Ступаешь легче, чаще засматриваешься по сторонам, отвлекаешься то на фантазию, то на ткани в витринах лавок; давно забытые желания и интересы вновь обретают силу. Так странно вспоминать о бывшем соученике, Барри. Одноклассники их практически поженили, хоть Барри и не скрывал, что ему нравятся парни. И все-таки он единственный из всей школы не боялся ни доктора Ландсманна, ни его дочери и в шутку ухаживал за Софи. Она помнит, как он впервые пришел к ней в гости; при виде ее отца Барри уморительно изобразил типичного гомика: сперва отказался пожать ему руку – «Ах, доктор Ландсманн, не подходите ко мне, я ужасно боюсь щекотки! – кривляясь, хихикал Барри. – Господи боже мой, осторожнее, доктор Ландсманн, я же знаю, что вы мозгоправ!» Барри был совершенно шальной, испорченный и красивый. Потом он ушел служить на флот, и Софи его больше не видела. Но сейчас она с удовольствием выпила бы с Барри чашечку кофе. Получается, она вернулась туда, где была пятнадцать лет назад?
Походка ее никогда еще не была такой легкой, даже в детстве. Ветерок никогда еще не был так свеж. Это дар настоящего и ощущение великого континента, куда по стечению обстоятельств ее привезли ребенком, но где она никогда толком не жила. И хотя в Америке она окончила школу и колледж, вышла замуж, устроилась на работу, она словно не высадилась в 1939-м с того парохода, и сейчас, когда эта мысль пришла ей в голову, Софи уже не уверена, действительно ли прибыла в Америку; однако она в Нью-Йорке и нелепым образом не может оттуда выбраться – значит, в этом должен быть какой-то загадочный смысл.
* * *
Годы, которые не относятся к жизни.
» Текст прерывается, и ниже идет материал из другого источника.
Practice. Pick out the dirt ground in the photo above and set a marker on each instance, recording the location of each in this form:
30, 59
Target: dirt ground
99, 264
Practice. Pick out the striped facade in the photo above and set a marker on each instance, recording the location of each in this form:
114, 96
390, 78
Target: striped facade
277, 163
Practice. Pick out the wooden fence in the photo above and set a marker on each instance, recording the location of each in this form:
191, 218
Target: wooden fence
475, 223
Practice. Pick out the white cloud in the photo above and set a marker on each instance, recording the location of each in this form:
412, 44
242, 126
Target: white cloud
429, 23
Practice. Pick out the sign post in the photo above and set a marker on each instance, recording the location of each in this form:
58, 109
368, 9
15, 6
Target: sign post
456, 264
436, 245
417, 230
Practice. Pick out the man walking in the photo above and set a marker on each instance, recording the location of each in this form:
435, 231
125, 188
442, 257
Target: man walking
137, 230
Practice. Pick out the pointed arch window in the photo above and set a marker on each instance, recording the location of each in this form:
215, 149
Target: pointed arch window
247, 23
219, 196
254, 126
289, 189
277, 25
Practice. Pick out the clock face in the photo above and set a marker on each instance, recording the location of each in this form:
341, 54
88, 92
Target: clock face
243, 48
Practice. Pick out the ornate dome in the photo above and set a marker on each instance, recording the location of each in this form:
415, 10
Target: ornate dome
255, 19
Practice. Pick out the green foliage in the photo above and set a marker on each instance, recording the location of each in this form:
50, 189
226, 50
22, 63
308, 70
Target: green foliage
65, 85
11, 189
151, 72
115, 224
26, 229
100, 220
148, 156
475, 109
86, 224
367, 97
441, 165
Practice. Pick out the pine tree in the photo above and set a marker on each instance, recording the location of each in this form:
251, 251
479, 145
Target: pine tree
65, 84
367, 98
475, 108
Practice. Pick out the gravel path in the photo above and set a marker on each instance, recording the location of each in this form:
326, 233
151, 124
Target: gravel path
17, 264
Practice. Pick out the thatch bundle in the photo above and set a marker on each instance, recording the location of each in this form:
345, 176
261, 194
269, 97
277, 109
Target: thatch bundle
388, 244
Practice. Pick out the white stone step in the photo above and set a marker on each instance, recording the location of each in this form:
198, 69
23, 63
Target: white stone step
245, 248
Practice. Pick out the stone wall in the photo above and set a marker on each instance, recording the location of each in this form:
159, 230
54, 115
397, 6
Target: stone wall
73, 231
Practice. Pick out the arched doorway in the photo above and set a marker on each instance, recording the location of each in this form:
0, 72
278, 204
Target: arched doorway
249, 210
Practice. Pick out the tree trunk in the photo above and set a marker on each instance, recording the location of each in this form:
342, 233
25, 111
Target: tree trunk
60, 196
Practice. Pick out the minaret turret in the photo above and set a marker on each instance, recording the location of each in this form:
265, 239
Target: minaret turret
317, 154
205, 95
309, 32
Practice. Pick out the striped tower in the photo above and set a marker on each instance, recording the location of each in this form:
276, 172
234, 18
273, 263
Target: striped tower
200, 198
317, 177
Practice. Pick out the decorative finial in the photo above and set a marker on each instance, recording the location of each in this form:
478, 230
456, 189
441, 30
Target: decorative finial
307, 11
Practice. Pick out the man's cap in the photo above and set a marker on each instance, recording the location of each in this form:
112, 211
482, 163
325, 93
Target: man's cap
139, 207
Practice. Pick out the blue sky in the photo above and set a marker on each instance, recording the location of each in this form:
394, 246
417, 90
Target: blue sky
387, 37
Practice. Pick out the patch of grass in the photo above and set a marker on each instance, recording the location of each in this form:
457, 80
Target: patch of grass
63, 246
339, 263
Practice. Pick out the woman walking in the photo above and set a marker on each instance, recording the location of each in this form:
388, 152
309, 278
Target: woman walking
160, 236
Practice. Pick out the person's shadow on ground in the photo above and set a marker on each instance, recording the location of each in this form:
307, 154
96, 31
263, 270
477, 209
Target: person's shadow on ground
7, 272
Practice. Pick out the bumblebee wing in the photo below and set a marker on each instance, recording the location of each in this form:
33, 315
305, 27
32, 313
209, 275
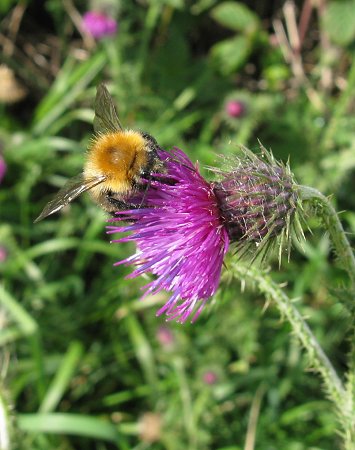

Питтсбург, 1939–1942-й, невозможно вспомнить ясно, подобно тому, как в ту пору ребенку невозможно было мыслить ясно. Кварталы дочерна закоптелых домов с шаткими крылечками и угрюмо торчащими пожарными лестницами. Машины, рекламные щиты, сажа, вонь, мусор, очень шумно и некуда сходить, разве только в кино. Прогуливаясь в будапештских платьицах, из которых она выросла, или в странных дамских нарядах от «Еврейского благотворительного агентства», Софи думала: это не я. Не я смотрю фильм за фильмом, подворовываю в мелочных лавках, считаю ворон на уроках, читаю комиксы, детективные и киножурналы с аптечных полок, тетиным почерком пишу записки учительнице о том, что я «заболела»; это Америка, кошмар, оцепенение, пустота. С того самого года, как она приехала в Америку, и в следующие восемь лет в Питтсбурге, потом в Гарфилде, потом в колледже Брин-Мар и до самого года замужества Софи тщетно пыталась постичь бессмысленность каждой комнаты и уличного угла, свою неспособность чувствовать комнаты и улицы как мгновения своей жизни. В Америке небо было не небом, трава не травой, Софи Ландсманн не Софи Ландсманн. Но Америка была Америкой.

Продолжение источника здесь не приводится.